Art der Veröffentlichung
Datum
23.02.2017

Fahrverbote - ein schlechter Weg

Man hört und liest über drohende Fahrverbote in Stuttgart. Werden 2017 die Grenzwerte in Sachen Luftreinhaltung in Stuttgart gerissen, deutet Vieles darauf hin, dass der Verkehrsminister (Bündnis 90 /Die Grünen) Fahrverbote anordnen wird und man gewinnt zunehmend den Eindruck, dass er damit endlich durchsetzen kann, was er schon immer wollte: das Autofahren verbieten. Der Stuttgarter Gemeinderat hat auf eine solche Entscheidung leider keinen Einfluss. 

Dabei kommt es auf ein ganzes Bündel an Maßnahmen an, um die Luftqualität dauerhaft zu verbessern. Die Maßnahme „Fahrverbot“ ist insgesamt vielleicht nicht einmal die zur Problemlösung am effektivsten beitragende, aber sie ist sicher diejenige, die mit die größte Einschränkung für die Menschen im täglichen Leben insgesamt bedeutet. „Fahrverbote stehen für eine schlechte Lösung“, sagt Fraktionsvorsitzender Alexander Kotz. Der CDU seien deshalb in einem solchen Fall Ausnahmeregelungen wichtig, etwa für den Lieferverkehr und das Handwerk, mit dem Ziel, das Wirtschaftsleben so gut als möglich aufrechtzuerhalten.

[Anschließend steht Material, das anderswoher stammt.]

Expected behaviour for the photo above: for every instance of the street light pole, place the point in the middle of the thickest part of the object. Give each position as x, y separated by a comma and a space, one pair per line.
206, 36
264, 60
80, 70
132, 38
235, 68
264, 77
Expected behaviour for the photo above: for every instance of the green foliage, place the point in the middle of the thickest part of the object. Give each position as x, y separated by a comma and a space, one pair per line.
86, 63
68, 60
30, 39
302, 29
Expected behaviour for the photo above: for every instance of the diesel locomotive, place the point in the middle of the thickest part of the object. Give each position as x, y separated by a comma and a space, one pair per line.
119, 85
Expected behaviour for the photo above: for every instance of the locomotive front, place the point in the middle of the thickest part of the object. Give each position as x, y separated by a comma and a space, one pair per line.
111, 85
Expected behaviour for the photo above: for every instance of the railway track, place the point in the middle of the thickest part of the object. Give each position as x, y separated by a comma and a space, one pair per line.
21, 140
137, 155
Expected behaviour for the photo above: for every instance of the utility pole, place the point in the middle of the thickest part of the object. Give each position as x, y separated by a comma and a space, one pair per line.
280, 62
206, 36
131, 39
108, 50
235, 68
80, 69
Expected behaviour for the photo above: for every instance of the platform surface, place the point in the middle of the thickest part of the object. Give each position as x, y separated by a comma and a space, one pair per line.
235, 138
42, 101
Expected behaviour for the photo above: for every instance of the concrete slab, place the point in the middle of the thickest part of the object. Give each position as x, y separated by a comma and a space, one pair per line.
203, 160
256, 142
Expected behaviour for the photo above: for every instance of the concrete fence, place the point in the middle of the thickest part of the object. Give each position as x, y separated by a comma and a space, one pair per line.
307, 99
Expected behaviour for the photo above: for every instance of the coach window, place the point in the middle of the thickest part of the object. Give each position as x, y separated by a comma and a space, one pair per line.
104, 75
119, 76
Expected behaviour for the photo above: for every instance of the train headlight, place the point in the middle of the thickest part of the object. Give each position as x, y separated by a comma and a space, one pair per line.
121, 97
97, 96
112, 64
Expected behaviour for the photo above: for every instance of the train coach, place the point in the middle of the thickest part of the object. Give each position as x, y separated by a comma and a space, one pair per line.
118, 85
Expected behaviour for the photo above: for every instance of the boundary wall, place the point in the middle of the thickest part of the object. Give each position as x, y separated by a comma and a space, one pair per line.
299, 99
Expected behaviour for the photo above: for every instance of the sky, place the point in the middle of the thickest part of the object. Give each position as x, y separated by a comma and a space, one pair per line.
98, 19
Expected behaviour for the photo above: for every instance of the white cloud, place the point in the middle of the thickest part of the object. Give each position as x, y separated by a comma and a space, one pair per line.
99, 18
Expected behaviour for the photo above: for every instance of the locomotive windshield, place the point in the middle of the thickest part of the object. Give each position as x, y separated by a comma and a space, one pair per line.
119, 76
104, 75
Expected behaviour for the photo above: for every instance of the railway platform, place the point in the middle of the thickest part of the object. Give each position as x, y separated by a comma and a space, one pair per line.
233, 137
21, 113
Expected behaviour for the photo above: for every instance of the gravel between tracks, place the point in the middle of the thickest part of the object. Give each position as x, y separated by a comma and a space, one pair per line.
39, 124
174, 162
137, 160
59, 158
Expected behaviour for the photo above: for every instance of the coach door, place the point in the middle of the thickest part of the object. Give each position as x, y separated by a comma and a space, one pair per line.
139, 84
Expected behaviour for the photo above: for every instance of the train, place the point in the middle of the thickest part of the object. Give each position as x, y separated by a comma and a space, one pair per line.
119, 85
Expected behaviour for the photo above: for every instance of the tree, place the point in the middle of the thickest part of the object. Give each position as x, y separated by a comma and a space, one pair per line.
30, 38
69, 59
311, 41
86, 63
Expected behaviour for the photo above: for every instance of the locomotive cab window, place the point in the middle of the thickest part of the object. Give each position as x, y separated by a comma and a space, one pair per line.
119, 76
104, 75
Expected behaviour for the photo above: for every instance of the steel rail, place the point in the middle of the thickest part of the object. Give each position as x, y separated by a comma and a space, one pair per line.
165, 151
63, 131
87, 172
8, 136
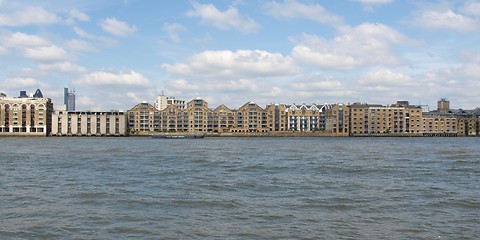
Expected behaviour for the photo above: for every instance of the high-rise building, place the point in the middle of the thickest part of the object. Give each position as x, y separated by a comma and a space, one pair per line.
69, 99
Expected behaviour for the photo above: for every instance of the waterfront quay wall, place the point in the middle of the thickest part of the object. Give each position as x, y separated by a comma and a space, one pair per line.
404, 135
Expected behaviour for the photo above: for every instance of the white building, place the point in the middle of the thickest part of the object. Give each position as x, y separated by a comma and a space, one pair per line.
162, 102
25, 116
87, 123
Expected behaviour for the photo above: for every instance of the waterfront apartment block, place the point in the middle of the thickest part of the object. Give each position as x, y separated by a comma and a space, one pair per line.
86, 123
277, 117
438, 123
306, 118
468, 122
337, 120
162, 102
371, 119
145, 119
25, 116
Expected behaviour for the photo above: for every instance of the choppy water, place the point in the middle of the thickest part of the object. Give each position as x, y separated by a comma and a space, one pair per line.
240, 188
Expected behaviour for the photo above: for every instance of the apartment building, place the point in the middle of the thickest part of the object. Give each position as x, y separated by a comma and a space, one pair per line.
162, 102
251, 118
276, 117
86, 123
437, 123
337, 120
306, 118
398, 118
143, 118
25, 116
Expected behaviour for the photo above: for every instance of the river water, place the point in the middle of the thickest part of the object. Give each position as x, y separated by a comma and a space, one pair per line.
240, 188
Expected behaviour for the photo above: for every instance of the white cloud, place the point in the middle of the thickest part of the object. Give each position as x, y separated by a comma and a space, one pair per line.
292, 9
107, 42
444, 19
80, 45
471, 8
173, 31
127, 78
23, 40
77, 15
365, 44
373, 2
3, 50
116, 27
385, 80
51, 53
239, 85
65, 67
238, 64
324, 58
319, 86
21, 82
229, 19
29, 16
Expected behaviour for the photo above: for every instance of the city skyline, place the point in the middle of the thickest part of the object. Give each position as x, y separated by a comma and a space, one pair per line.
118, 53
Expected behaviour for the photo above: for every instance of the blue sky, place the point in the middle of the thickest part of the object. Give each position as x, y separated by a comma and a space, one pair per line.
117, 53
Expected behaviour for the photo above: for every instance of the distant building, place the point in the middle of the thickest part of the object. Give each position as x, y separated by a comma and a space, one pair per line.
443, 105
23, 94
38, 94
67, 123
337, 120
306, 118
424, 107
436, 123
162, 102
25, 116
69, 99
377, 119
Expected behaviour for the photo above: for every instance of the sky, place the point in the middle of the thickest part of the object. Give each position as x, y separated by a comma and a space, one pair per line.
118, 53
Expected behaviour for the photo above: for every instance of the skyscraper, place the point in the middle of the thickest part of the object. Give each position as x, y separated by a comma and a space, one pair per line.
69, 99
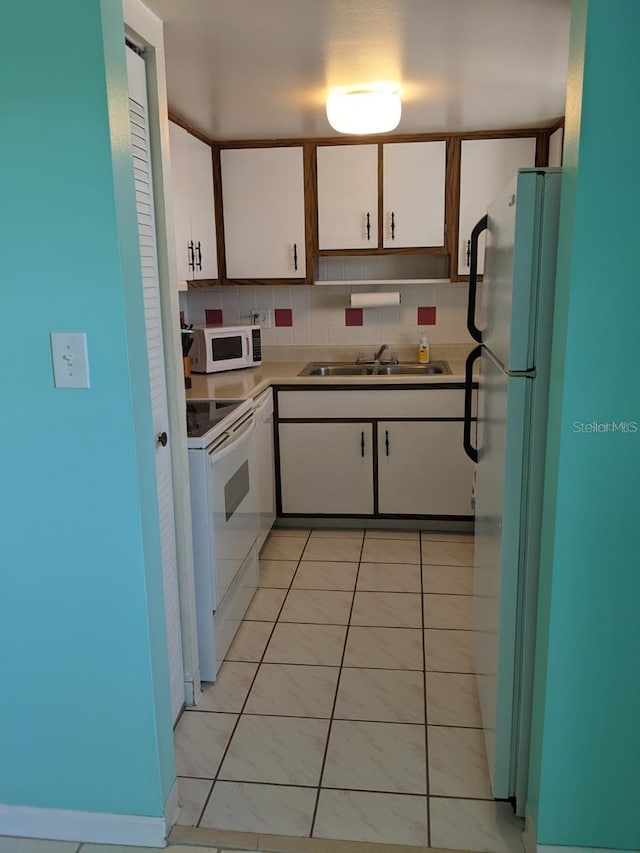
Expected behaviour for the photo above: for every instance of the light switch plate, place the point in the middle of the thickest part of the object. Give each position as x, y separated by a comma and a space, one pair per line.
70, 362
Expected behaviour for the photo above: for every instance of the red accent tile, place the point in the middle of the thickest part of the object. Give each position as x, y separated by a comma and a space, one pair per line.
353, 316
283, 317
426, 316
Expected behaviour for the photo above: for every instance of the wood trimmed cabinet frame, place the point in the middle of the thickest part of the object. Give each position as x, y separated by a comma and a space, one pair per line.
312, 251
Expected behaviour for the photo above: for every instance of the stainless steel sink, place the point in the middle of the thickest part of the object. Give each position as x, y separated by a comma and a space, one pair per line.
434, 368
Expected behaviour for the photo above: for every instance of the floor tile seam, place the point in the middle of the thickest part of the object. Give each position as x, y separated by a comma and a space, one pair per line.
335, 696
326, 665
451, 594
424, 695
339, 719
466, 797
320, 788
451, 671
246, 698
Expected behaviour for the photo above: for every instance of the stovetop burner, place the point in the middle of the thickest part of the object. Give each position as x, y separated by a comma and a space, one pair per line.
202, 415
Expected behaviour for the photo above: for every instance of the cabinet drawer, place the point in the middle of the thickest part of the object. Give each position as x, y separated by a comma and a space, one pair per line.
434, 402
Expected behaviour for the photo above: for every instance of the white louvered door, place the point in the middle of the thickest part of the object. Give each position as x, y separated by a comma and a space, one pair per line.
151, 293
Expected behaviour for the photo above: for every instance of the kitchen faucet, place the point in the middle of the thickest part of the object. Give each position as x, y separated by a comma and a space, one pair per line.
360, 359
378, 355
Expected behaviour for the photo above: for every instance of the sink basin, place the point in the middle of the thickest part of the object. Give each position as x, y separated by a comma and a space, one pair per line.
434, 368
337, 370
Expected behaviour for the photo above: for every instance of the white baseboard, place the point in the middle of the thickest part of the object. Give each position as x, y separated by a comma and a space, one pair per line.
171, 807
530, 844
67, 825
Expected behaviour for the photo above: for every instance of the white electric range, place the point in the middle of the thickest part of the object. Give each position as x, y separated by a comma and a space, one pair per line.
223, 470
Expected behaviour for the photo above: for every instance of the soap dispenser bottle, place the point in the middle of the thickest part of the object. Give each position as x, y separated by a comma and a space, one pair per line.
423, 350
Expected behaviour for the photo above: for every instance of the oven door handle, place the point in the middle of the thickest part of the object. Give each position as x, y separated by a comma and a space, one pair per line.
232, 438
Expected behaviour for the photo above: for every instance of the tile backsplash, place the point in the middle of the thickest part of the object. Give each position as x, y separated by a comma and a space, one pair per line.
317, 314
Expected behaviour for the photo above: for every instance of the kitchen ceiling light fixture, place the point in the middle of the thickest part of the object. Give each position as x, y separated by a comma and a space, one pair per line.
374, 108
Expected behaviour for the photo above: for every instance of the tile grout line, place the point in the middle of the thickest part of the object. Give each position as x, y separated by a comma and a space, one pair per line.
246, 698
335, 698
426, 716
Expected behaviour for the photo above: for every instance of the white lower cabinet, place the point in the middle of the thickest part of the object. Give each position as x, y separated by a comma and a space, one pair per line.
328, 463
326, 468
422, 469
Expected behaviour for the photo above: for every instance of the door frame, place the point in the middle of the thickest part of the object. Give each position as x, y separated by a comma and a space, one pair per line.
144, 29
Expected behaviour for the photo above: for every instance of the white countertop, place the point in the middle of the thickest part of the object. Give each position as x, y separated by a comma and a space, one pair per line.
248, 382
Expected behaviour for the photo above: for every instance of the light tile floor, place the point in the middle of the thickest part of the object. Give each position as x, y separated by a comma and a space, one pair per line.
347, 708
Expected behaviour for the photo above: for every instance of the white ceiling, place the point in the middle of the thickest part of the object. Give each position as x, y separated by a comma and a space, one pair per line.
251, 69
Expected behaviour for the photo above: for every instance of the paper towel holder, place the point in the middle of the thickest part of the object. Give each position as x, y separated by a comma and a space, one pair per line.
375, 300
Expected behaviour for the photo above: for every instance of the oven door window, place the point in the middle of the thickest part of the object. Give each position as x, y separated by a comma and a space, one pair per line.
236, 489
227, 348
235, 518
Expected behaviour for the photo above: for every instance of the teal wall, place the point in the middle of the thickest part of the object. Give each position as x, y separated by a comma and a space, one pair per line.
585, 770
85, 718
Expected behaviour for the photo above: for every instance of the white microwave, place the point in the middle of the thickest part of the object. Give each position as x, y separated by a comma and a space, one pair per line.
225, 348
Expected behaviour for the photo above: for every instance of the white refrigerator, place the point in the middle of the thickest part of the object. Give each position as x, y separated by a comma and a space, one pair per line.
509, 448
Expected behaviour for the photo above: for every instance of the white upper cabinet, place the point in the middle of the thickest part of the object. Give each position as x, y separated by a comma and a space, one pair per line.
487, 165
413, 194
263, 202
347, 196
193, 206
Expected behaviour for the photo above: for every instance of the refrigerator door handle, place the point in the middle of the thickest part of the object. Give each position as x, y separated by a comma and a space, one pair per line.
469, 449
474, 331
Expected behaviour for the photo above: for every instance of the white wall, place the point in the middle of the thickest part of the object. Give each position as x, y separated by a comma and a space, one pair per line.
318, 313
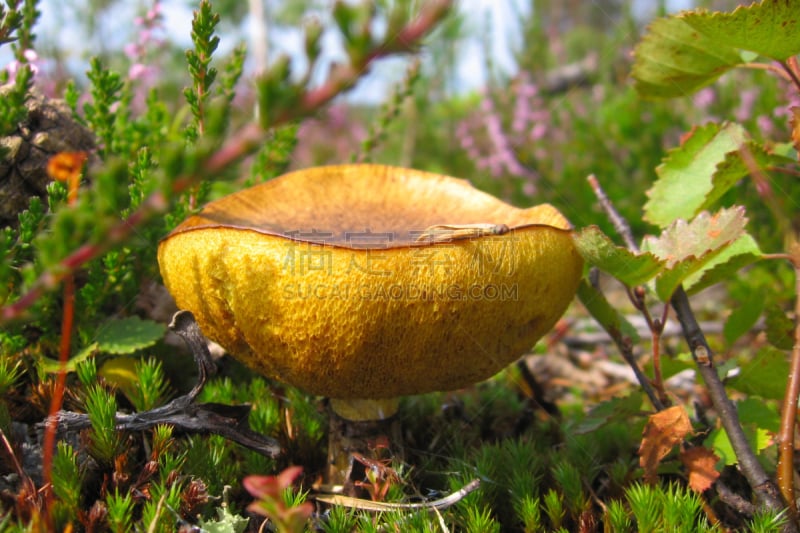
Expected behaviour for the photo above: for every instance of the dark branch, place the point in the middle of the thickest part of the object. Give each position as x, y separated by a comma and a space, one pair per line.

Fahrverbote können allenfalls eine kurzfristige Maßnahme darstellen. Ihre ohnehin fragwürdige Wirkung verpufft vollends, wenn nicht endlich Maßnahmen von mittel- und langfristiger Bedeutung für die Schadstoffreduktion von Feinstaub und Stickstoffdioxid und die Verbesserung der Mobilität mit Nachdruck in Angriff genommen werden. Dazu gehören der von der CDU propagierte Ostheimer Tunnel genauso wie die seit langem geforderte Filderauffahrt und der Nord-Ost-Ring, um insbesondere den Durchfahrtsverkehr aus der Innenstadt herauszubekommen.

Es ist eine klare Erkenntnis, die dennoch stets zu wiederholen ist: Es müssen viele  Maßnahmen zur Luftreinhaltung – mit unterschiedlichen Zeithorizonten bezüglich ihrer Umsetzbarkeit – forciert werden. Selbstredend gehören dazu auch die Attraktivitätssteigerung des öffentlichen Nahverkehrs mit vereinfachter Tarifstruktur und mehr Park& Ride-Plätzen. Besonders wichtig, gerade für die Minderung des Stickstoffdioxid-Ausstoßes, ist zudem die Förderung der Elektromobilität. Nicht außer Acht gelassen werden darf darüber hinaus die Stärkung des Fahrrad- und Fußgängerverkehrs. Aber auch jenseits des Verkehrs müssen bestehende Möglichkeiten ausgeschöpft werden. Ein Beispiel der CDU dafür ist die Umstellung von Öl- oder Kohle- auf Gasheizung – ein Zuschussprogramm ist nach ihrem Dafürhalten zweckdienlich.

Die CDU-Fraktion wird im Haushalt deshalb wieder eindeutige mobilitäts- und umweltpolitische Akzente setzen.